The extrinsic incentives bias is an attributional bias according to which people attribute relatively more to "extrinsic incentives" (such as monetary reward) than to "intrinsic incentives" (such as learning a new skill) when weighing the motives of others rather than themselves.

It is a counter-example to the fundamental attribution error as according to the extrinsic bias others are presumed to have situational motivations while oneself is seen as having dispositional motivations. This is the opposite of what the fundamental attribution error would predict. It also might help to explain some of the backfiring effects that can occur when extrinsic incentives are attached to activities that people are intrinsically motivated to do.

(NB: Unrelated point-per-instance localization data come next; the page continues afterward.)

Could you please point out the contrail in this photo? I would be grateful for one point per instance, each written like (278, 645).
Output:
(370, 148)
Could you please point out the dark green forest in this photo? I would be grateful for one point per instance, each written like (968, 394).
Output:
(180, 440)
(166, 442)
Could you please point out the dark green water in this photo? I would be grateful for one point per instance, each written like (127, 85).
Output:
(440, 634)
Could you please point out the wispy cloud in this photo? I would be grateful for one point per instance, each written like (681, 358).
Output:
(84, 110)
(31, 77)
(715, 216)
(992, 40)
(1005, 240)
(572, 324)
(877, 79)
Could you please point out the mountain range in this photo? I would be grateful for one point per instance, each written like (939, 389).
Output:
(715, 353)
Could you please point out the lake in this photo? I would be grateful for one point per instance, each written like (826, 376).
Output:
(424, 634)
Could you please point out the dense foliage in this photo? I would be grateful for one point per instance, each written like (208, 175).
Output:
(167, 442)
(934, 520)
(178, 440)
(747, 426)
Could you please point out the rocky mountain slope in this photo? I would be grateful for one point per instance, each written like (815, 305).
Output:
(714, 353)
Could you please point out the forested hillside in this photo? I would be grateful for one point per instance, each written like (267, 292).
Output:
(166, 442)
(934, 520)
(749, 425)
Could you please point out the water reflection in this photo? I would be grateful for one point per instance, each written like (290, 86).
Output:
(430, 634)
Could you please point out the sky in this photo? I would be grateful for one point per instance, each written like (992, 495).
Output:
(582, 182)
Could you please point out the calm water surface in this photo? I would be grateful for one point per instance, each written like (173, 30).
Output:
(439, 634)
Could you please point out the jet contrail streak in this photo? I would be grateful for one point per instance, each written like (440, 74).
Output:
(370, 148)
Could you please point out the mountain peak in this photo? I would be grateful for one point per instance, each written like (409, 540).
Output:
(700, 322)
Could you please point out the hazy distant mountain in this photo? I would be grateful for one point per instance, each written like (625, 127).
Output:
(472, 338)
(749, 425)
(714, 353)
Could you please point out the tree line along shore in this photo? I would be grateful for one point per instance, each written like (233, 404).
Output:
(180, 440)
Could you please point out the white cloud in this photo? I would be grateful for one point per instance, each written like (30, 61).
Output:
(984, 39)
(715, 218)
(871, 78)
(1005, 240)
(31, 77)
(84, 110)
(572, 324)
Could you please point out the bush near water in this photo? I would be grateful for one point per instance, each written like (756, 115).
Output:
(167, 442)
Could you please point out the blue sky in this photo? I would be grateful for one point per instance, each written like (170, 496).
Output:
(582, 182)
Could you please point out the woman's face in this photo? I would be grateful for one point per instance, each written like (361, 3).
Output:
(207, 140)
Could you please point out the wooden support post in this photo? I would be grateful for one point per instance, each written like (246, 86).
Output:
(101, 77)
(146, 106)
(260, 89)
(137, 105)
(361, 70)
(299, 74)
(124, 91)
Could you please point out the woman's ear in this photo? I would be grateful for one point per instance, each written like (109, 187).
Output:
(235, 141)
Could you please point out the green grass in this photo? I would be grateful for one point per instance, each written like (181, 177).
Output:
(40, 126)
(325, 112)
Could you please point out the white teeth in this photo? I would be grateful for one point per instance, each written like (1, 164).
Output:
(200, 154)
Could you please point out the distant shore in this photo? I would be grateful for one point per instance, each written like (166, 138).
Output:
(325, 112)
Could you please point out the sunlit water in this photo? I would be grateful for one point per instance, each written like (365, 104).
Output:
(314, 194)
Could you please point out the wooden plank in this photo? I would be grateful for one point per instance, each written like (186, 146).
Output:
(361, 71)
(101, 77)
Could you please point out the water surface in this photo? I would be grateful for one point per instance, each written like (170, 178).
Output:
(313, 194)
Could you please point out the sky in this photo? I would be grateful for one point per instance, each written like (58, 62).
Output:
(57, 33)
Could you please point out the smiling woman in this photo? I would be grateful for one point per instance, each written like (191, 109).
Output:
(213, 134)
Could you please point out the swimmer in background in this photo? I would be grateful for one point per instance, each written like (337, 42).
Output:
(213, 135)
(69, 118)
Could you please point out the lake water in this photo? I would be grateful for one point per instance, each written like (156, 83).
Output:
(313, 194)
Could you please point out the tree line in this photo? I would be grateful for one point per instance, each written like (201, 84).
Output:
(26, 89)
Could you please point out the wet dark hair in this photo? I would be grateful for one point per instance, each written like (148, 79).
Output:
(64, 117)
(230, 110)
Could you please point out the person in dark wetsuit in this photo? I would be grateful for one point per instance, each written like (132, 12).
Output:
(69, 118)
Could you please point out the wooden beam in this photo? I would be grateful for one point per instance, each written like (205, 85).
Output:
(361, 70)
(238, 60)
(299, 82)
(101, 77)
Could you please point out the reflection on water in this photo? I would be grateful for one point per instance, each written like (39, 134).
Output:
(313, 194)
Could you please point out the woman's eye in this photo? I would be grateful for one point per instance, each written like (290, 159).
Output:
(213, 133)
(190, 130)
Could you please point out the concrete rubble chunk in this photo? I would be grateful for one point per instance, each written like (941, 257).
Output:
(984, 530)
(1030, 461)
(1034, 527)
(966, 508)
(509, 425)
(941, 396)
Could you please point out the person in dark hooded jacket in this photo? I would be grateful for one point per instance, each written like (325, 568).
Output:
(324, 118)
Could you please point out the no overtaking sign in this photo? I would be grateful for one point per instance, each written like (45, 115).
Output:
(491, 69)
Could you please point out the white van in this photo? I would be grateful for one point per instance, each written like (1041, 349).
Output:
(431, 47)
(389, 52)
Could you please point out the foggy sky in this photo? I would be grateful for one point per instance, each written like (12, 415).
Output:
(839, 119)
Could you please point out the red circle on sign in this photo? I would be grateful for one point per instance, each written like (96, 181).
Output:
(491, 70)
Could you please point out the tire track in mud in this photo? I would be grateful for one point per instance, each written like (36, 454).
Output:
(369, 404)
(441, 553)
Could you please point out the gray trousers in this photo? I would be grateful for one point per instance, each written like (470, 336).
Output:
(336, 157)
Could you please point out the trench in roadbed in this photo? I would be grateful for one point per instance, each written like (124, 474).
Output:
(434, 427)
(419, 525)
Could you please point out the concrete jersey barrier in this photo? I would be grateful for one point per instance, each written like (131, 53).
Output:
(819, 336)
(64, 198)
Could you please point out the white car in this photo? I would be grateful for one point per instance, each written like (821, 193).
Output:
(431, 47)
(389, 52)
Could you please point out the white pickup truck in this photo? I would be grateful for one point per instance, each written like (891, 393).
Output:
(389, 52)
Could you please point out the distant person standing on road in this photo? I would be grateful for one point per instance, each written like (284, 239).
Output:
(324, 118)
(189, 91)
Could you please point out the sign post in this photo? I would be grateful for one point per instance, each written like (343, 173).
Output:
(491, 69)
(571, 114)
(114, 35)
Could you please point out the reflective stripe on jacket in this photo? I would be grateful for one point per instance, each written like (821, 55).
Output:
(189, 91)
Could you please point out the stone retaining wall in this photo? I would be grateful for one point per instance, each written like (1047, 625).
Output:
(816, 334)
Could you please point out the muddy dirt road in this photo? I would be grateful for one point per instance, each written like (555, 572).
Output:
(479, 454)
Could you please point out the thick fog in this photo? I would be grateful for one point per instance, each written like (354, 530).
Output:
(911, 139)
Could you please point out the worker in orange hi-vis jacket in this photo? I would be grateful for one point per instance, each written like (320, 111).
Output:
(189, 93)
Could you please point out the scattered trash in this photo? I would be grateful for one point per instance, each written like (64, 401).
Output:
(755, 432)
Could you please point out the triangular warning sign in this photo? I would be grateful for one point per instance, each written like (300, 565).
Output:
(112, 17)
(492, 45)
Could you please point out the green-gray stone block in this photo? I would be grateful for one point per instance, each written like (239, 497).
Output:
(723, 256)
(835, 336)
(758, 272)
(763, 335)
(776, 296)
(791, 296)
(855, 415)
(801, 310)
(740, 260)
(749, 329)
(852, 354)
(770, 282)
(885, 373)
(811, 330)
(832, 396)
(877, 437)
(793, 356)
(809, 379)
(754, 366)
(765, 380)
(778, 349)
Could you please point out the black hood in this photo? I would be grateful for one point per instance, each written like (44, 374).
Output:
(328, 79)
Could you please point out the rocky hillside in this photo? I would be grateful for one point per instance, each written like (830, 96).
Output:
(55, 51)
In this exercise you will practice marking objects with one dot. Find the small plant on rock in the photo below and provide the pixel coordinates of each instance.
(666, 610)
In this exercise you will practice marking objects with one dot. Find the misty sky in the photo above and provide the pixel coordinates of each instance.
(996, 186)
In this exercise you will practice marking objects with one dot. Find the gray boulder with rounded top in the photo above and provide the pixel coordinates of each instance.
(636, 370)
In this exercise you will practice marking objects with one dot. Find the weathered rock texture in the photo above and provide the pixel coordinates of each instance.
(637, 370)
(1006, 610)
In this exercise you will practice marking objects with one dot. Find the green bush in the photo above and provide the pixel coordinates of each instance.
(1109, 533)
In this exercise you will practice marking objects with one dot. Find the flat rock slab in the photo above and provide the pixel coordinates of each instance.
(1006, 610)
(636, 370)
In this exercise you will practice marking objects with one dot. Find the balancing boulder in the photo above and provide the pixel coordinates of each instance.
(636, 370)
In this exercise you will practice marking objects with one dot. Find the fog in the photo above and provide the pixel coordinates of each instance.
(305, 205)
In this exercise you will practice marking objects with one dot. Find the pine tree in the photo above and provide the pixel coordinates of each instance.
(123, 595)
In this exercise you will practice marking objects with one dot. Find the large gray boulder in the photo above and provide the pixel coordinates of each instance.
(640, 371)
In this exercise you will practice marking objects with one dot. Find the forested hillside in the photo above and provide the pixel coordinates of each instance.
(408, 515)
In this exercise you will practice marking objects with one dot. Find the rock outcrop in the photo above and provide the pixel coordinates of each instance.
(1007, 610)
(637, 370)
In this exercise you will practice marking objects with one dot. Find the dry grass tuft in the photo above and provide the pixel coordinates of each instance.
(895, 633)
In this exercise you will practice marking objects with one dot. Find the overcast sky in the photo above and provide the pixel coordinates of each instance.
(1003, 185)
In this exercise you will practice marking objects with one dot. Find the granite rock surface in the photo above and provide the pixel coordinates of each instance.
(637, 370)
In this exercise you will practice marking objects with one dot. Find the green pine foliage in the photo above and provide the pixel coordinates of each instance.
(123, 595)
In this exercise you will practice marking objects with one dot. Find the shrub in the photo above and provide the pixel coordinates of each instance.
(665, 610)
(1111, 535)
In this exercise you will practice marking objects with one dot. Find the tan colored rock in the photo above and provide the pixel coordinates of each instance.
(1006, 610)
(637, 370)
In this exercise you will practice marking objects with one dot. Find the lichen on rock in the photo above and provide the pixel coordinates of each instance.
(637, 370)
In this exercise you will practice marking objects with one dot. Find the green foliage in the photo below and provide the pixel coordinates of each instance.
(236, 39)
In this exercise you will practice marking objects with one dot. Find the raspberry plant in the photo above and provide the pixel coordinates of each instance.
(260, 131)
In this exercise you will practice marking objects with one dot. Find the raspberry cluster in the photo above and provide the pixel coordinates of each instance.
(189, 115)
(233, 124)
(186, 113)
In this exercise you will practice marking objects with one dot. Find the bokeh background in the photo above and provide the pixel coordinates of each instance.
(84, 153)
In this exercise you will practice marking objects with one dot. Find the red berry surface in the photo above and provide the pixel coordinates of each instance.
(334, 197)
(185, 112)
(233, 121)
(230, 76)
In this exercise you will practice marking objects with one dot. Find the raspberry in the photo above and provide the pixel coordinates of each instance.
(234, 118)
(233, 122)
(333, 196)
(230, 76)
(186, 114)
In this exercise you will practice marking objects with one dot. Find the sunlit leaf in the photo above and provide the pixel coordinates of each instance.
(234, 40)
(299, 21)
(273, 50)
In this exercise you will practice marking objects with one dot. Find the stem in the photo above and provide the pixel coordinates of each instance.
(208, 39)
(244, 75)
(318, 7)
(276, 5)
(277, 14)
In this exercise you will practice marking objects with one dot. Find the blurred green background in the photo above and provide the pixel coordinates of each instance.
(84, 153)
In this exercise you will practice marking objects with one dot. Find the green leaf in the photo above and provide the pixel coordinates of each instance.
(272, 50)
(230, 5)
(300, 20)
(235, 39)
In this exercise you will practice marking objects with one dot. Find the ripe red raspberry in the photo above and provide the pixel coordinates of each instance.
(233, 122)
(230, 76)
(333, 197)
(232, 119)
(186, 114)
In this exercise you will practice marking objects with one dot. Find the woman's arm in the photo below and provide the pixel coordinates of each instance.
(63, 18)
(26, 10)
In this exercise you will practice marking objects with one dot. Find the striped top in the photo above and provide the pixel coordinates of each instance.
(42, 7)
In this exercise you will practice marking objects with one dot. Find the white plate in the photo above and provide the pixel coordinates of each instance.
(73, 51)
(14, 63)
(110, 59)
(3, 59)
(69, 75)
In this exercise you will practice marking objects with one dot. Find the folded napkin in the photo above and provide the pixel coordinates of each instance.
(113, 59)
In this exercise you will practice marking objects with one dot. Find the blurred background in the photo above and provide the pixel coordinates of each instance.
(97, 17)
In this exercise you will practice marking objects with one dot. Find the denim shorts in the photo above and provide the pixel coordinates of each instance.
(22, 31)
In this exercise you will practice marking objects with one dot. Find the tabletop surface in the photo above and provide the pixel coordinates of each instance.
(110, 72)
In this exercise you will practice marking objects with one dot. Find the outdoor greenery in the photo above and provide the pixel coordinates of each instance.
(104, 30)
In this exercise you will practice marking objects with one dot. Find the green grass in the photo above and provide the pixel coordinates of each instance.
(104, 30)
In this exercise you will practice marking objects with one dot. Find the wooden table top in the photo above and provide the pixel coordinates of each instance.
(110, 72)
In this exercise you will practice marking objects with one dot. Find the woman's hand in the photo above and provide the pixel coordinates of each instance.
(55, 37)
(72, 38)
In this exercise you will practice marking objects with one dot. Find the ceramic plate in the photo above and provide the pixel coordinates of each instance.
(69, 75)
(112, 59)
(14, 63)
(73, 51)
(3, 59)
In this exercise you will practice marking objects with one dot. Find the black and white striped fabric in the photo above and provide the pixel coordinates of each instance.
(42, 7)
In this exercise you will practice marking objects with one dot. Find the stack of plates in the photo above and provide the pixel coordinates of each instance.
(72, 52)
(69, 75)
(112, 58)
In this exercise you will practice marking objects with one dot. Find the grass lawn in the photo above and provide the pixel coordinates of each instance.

The term was first proposed by Chip Heath, citing earlier research by others in management science.

Example
In the simplest experiment Heath reported, MBA students were asked to rank the expected job motivations of Citibank customer service representatives. Their average ratings were as follows:

 Amount of pay
 Having job security
 Quality of fringe benefits
 Amount of praise from your supervisor
 Doing something that makes you feel good about yourself
 Developing skills and abilities
 Accomplishing something worthwhile
 Learning new things

Actual customer service representatives rank ordered their own motivations as follows:

 Developing skills and abilities
 Accomplishing something worthwhile
 Learning new things
 Quality of fringe benefits
 Having job security
 Doing something that makes you feel good about yourself
 Amount of pay
 Amount of praise from your supervisor

The order of the predicted and actual reported motivations was nearly reversed; in particular, pay was rated first by others but near last for respondents of themselves. Similar effects were observed when MBA students rated managers and their classmates.

Debiasing
Heath suggests trying to infer others' motivations as one would by inferring one's own motivations.